My gaze went to Zach. I stared at his sleeping face and my memories slid back to the countless mornings I would go in to wake him for school. He would always continue sleeping no matter how many kisses on his face or pats to his rear I gave him. Eventually I would turn him onto his back, grab his feet and pull him to my lap. Carefully, I would lift him to my arms and out of his bunk bed so I could carry him to the chair in the family room. I always kissed and admired his precious face as we walked. His sweet face looked just like I imagined an angel’s would look—so beautiful and filled with peace until the lights hit his eyes. Then he would screw up his eyes and wrinkle his nose to protest the intrusion into his sleep. His face held that same peacefulness now. I felt like he was a lamb going to slaughter. The tears flowed down my face as I finally released some of my emotions.

Lord God, please let my baby live! I have always asked for both Lexi and Zach to be wrapped in Your love and protection. Lord, we need You now. I am not ready to lose my baby! It was 1:30 a.m. little did I know, Dirk and I were about to begin the biggest nightmare of any parent’s life.

Reflections

July 11, 2005—a day that would begin a new journey for our family. On this day all the future hopes and dreams we had once dared to imagine dissolved into a black abyss of unknowns. I was naïve enough to believe our family was somehow protected from the broken side of life. Tragedies swirled around us daily; yet, I only allowed them to enter my mind for the moment I read about one or another in the newspaper. Our lives had been normal. I had even prayed the prayer of Jabez—asking for God’s favor, love and protection over and over when the kids were young! We had to be protected, right? My expectations of our future had contained only pleasant, happy scenarios.

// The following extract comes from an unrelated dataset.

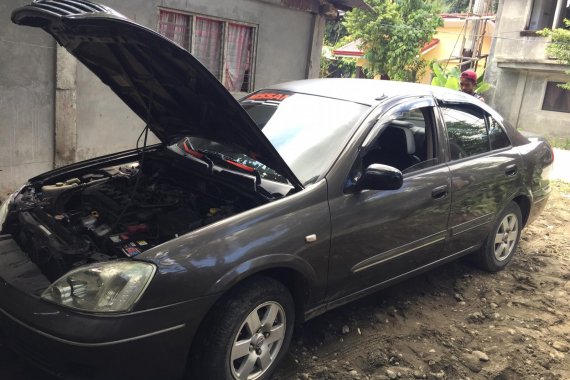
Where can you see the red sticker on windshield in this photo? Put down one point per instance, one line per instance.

I never expected to encounter this storm. Maybe hurricane would be a better description. Because of this complacency in my heart, I now realize I was taking so many things for granted! Dirk and I had bought into the worldly view of life. This worldly view had us chasing our tails as we both worked trying to buy our family happiness through material things and feeling the frustration of never achieving quite enough. The true implications of living a life centered around God did not quite fit our lifestyle. Had we known how hard our world was going to be rocked in the summer of 2005, we would have lived so differently. But isn’t that true for anyone of us that has been thrown a major curve ball in our lives? If only we could start over …

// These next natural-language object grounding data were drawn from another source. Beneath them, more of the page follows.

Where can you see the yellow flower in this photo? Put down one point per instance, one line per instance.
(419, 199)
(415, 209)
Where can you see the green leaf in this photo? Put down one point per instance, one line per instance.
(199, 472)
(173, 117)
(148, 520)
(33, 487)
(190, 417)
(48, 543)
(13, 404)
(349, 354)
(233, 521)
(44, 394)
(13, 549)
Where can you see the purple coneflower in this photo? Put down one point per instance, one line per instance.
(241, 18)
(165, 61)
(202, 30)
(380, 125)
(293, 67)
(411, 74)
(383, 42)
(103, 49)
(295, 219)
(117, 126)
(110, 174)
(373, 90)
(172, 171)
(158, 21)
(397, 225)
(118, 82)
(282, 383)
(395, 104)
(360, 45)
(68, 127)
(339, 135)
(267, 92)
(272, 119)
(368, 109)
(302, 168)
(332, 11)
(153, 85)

Although this new journey took us kicking and screaming down a road we never wanted to see—much less travel—it also was the beginning of a journey into the center of our hearts. The Tour Guide we would be consulting and come to know in a much more intimate way had been waiting for us all of our lives. He knew we would be walking this path before we were even born. This journey would not only lead us through the world of pediatric cancer, it would lead us to challenge and understand God’s purpose for our lives. Little did we know it would be a path filled with such unconditional love sent directly by God to soften our hearts and bring us closer to Him in a way we had never allowed ourselves to go.

The lesson to take from this is there are no “do-overs” in life. We all have one shot at this life on earth. We cannot afford to waste it. My relationship with God was in its infancy at best. He was my friend of convenience. I only called on Him when it fit my schedule or when I had an issue I wanted help solving. I had given Him little quality time. For this reason, I felt ill-prepared and confused when faced with this trial. My heart had not learned to surrender and have complete faith in our mighty Creator, no matter what the challenge. I know now it is the only answer. This life on earth is for learning … it is only the beginning … there is so much more waiting for us.